In Rust, it's easy to cancel a future: Just drop it. It's not that the Rust's approach is perfect. Rust has the opposite problem: Since a future can be dropped anytime (in any await point), dropping a future in the middle of an execution might lead to an inconsistent state, if the future isn't properly implemented.
It can be any blocking API, not just IO, for example you can acquire semaphore.Weighted in a cancellable way. The API has to be designed to support context cancellation, and most of the standard library is.
Important parts of the standard library are not designed for contexts. Let's say I want to write data to a file and then cancel that. How do I do that? `os.File.Write`, `io.Copy`, `ioutil.WriteFile`... none of these let me cancel a write.
The `io.Writer` interface not supporting contexts also means things like the compress and archive stdlib packages don't support contexts, among several others.
Most of the rest of it has had contexts bolted on in nonstandard ways. If you want to use contexts, you can no longer use "net.Dial" or "net.DialTimeout", but must instead use the awkward "(&net.Dialer{}).DialContext" method. The http package has similar issues, including non-idiomatic context usage.
The go stdlib was mostly built before contexts existed, has promised backwards compatibility, and it really shows.
Contexts are how you address that.
It's a performance nightmare when you put too many layers on it, but to some degree: meh. If that's your performance bottleneck, you have many options.
[1]: In that it's request-local and explicit, which makes it both clearer and much easier to control. For pure "optimize for fewer memory movements or cross-thread locks" purposes, go has nothing, you have to trust the runtime to schedule efficiently.

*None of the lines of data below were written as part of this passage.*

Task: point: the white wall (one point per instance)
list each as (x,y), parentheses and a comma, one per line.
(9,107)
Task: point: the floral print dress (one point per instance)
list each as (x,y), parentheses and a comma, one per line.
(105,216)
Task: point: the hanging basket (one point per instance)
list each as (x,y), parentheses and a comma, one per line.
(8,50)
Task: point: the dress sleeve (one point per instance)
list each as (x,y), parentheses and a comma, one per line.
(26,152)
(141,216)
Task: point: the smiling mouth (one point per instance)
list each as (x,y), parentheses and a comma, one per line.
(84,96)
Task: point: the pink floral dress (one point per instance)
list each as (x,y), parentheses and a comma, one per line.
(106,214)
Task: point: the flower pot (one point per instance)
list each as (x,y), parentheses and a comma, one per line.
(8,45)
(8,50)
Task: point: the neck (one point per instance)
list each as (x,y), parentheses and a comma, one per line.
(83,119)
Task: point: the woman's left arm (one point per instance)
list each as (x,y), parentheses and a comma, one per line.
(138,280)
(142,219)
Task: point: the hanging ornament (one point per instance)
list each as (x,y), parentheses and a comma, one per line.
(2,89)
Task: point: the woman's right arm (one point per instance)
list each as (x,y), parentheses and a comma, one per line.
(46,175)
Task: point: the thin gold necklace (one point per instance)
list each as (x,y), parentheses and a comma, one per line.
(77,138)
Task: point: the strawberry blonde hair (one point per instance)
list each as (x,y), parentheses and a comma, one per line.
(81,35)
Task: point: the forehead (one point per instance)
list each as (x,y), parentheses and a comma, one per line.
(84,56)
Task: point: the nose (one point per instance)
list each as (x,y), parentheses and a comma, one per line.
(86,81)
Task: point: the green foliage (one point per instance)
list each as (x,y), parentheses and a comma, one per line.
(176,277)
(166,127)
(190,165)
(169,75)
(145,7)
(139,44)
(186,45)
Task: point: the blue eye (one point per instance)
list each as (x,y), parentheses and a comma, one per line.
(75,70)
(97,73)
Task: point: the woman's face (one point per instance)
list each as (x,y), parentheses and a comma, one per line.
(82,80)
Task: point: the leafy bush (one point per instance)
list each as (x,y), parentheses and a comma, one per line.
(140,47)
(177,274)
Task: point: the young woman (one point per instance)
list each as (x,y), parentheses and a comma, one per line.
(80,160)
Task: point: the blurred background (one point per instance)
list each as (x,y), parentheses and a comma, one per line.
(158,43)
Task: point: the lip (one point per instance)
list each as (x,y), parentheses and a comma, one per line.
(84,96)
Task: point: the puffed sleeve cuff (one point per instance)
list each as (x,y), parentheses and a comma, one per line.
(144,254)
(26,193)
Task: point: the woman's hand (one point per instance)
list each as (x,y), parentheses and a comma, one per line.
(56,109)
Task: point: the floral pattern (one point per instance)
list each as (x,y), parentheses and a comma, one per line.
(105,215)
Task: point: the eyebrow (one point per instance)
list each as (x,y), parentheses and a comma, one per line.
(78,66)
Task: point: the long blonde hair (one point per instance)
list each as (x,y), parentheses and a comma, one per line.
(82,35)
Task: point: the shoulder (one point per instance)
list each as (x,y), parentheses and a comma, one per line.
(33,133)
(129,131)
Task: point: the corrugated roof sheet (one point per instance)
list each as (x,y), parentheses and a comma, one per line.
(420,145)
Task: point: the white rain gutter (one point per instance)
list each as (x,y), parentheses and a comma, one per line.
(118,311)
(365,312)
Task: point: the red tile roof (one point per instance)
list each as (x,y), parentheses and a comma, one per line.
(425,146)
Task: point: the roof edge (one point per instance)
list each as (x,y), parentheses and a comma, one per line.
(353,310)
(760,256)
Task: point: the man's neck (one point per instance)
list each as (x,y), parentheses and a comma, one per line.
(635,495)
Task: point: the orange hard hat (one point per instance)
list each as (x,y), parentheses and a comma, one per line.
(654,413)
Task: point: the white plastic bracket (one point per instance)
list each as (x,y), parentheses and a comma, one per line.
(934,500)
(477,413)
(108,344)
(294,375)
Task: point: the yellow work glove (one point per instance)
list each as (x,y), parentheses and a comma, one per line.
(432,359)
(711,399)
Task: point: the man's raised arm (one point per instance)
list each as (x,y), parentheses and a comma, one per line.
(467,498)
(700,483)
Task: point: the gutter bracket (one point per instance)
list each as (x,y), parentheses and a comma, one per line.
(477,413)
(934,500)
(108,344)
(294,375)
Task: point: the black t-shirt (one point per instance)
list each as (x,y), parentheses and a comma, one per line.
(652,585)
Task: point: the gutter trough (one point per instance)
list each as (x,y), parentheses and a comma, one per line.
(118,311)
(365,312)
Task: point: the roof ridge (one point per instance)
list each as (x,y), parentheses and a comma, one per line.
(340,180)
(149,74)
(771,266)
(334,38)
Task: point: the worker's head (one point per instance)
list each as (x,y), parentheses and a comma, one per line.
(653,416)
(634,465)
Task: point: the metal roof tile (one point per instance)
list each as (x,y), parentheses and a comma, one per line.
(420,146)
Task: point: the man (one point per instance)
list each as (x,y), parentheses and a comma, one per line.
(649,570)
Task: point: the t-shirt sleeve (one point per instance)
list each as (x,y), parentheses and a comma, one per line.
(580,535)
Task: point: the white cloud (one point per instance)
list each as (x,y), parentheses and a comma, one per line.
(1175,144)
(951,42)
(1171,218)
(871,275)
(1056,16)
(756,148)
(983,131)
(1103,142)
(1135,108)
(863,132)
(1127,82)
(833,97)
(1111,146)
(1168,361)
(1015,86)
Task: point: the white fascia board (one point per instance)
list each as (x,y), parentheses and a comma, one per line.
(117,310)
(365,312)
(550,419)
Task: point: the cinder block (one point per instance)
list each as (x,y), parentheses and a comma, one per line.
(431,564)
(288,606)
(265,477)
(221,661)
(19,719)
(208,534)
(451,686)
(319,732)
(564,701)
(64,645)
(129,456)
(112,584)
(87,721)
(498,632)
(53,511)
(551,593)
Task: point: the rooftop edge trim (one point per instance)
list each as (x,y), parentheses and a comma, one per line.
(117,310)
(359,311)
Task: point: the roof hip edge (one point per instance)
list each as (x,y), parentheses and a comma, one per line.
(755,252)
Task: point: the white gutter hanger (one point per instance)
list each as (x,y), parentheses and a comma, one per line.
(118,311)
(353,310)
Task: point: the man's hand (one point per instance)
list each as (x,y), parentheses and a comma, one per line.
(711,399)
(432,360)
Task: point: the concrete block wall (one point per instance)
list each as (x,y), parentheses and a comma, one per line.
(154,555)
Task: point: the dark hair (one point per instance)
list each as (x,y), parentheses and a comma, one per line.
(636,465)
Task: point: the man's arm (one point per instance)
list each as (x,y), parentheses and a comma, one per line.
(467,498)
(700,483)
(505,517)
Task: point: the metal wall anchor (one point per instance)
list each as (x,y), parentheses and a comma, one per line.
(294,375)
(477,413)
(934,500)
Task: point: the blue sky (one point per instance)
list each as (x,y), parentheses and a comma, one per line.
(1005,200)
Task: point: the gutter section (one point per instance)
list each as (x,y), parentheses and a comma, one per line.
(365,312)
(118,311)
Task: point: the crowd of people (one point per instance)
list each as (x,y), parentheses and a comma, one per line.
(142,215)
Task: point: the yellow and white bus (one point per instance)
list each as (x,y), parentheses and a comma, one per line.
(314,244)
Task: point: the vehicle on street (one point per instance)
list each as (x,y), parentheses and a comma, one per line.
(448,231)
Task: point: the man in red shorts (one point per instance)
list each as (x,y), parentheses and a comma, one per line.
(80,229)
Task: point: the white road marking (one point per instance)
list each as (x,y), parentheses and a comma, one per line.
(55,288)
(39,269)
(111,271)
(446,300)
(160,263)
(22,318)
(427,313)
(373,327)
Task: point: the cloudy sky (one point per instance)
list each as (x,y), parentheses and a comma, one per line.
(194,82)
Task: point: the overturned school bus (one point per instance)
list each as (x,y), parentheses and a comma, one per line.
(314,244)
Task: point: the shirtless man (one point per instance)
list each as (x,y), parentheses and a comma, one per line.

Except maybe runtime.LockOSThread().
[2]: You can always make a new context that's not cancelled, or just not look at the Done channel. But by accident you get better cancellation behavior than e.g. java's thread interruption, because everyone still uses `catch (Exception e) { println(e) }` despite decades of education to not do so.

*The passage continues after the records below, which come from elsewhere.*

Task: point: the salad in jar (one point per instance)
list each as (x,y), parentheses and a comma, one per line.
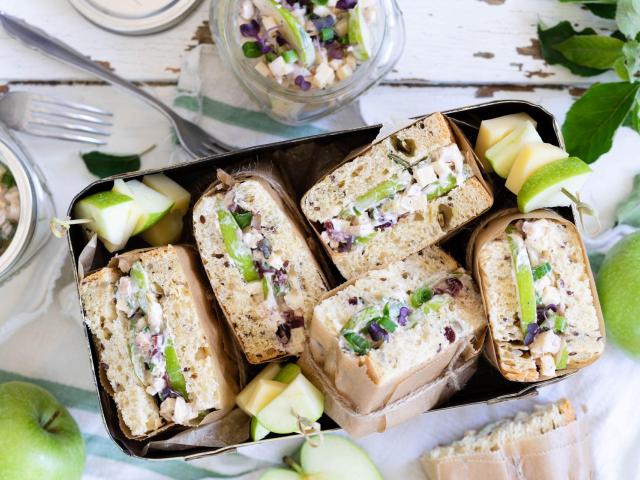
(9,207)
(307,44)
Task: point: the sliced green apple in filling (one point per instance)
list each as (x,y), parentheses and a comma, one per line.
(502,155)
(374,197)
(174,371)
(299,400)
(524,280)
(495,129)
(292,31)
(112,216)
(548,185)
(236,248)
(531,158)
(151,205)
(359,34)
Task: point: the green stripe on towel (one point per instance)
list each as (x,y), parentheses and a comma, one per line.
(241,117)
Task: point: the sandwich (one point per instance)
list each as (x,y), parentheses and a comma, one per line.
(546,443)
(159,344)
(403,324)
(397,197)
(540,297)
(260,266)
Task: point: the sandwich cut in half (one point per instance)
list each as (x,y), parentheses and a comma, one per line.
(397,197)
(548,443)
(160,346)
(405,323)
(541,301)
(259,264)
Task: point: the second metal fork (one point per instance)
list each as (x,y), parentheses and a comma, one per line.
(53,118)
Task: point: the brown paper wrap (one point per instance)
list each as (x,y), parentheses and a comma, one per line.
(494,226)
(466,149)
(227,364)
(560,454)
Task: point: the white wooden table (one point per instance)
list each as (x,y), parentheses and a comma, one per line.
(458,52)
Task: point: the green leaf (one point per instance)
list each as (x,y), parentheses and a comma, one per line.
(593,120)
(628,212)
(558,34)
(594,51)
(628,17)
(106,164)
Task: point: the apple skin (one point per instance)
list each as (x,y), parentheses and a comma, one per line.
(27,450)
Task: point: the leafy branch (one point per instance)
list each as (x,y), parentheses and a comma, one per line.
(594,118)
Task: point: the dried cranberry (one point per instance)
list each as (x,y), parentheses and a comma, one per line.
(449,334)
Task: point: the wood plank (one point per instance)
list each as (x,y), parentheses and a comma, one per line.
(448,42)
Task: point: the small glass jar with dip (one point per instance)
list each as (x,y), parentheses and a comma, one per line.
(304,59)
(26,207)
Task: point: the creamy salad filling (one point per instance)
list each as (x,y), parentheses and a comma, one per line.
(9,207)
(375,323)
(307,44)
(408,192)
(269,277)
(545,336)
(151,349)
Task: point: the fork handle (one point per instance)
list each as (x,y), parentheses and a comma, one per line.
(39,40)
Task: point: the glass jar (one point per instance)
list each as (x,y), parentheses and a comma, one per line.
(36,207)
(294,106)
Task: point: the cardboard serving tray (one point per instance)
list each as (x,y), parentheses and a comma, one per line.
(302,162)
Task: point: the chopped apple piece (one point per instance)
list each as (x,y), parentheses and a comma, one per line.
(502,155)
(531,158)
(180,197)
(300,399)
(545,187)
(495,129)
(151,205)
(112,217)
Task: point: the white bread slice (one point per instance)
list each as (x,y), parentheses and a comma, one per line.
(493,437)
(244,308)
(369,380)
(413,232)
(583,335)
(197,337)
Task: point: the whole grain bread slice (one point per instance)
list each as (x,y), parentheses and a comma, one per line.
(243,305)
(413,232)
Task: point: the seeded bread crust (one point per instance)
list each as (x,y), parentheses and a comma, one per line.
(409,350)
(208,371)
(245,309)
(583,335)
(412,233)
(495,436)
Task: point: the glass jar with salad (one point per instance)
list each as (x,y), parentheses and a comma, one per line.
(304,59)
(25,207)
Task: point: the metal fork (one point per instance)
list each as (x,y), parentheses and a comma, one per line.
(53,118)
(194,139)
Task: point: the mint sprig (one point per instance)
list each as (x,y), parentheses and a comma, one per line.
(593,119)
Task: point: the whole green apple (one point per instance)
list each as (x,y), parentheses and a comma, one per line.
(39,440)
(618,287)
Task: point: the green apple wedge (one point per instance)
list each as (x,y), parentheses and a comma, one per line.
(169,229)
(152,206)
(300,399)
(39,439)
(502,155)
(359,34)
(524,280)
(292,30)
(495,129)
(531,158)
(334,458)
(112,216)
(546,187)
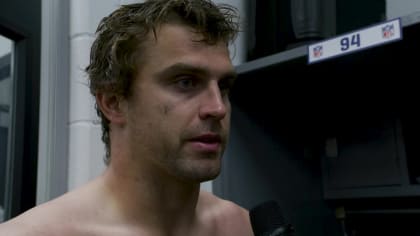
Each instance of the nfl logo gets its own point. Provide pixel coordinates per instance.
(387, 31)
(317, 51)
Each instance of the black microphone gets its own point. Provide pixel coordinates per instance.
(267, 220)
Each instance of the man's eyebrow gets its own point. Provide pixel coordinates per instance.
(188, 68)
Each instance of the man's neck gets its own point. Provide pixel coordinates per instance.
(159, 202)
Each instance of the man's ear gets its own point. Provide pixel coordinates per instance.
(112, 107)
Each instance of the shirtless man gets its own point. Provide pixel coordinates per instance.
(161, 74)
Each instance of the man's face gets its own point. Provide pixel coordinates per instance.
(179, 111)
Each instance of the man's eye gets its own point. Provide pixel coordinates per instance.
(186, 83)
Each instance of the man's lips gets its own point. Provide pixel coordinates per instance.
(207, 138)
(207, 142)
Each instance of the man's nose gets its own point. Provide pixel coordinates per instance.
(213, 104)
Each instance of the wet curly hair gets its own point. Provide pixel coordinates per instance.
(118, 49)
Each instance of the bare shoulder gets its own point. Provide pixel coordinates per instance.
(229, 218)
(41, 220)
(61, 216)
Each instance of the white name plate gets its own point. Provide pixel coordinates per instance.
(355, 41)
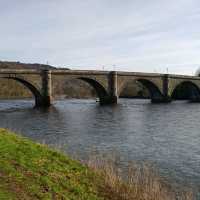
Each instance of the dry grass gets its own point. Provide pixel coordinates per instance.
(141, 182)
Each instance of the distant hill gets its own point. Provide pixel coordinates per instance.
(72, 88)
(19, 65)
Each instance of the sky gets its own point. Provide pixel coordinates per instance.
(160, 36)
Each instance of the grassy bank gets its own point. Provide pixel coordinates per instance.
(33, 171)
(30, 170)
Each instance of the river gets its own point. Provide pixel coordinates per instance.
(167, 135)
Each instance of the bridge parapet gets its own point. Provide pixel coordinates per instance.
(108, 85)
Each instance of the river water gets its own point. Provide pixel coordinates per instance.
(167, 135)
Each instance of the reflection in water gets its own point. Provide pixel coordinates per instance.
(165, 134)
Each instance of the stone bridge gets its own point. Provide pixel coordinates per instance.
(108, 85)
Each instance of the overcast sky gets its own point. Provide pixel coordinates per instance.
(128, 35)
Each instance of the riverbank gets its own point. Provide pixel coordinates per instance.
(30, 170)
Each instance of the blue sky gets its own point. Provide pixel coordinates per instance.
(128, 35)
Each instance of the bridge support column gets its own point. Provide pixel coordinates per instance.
(165, 98)
(113, 96)
(46, 89)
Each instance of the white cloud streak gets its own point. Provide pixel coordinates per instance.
(134, 35)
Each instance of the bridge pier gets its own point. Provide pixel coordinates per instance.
(113, 96)
(46, 94)
(164, 98)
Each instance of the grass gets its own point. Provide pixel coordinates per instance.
(33, 171)
(30, 170)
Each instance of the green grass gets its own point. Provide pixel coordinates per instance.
(30, 170)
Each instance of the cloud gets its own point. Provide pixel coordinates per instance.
(134, 35)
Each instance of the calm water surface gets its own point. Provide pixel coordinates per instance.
(166, 134)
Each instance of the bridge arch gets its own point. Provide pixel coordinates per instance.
(154, 91)
(186, 90)
(99, 88)
(36, 93)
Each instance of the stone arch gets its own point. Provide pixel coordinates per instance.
(186, 90)
(154, 92)
(100, 90)
(37, 95)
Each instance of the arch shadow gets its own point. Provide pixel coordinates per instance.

The Go blog has always good insights and details around things like this: https://go.dev/blog/context
In our work, we make use of contexts for logging and tracing. When a request comes in, we updated the context to contain a request ID, any logs we perform in our functions make use of this context to extract that information in order to connect related logs.
Tracing also makes use of these contexts. When you create a new trace, you wrap a context. That context contains the trace parent. That way, any new traces made using that context, will be linked to the parent
But that's the limit. It's just a processing context, not processing data
So yeah if you have a bunch of different tasks you want to do and you want to be able to stop all of them at once, you want to use a context.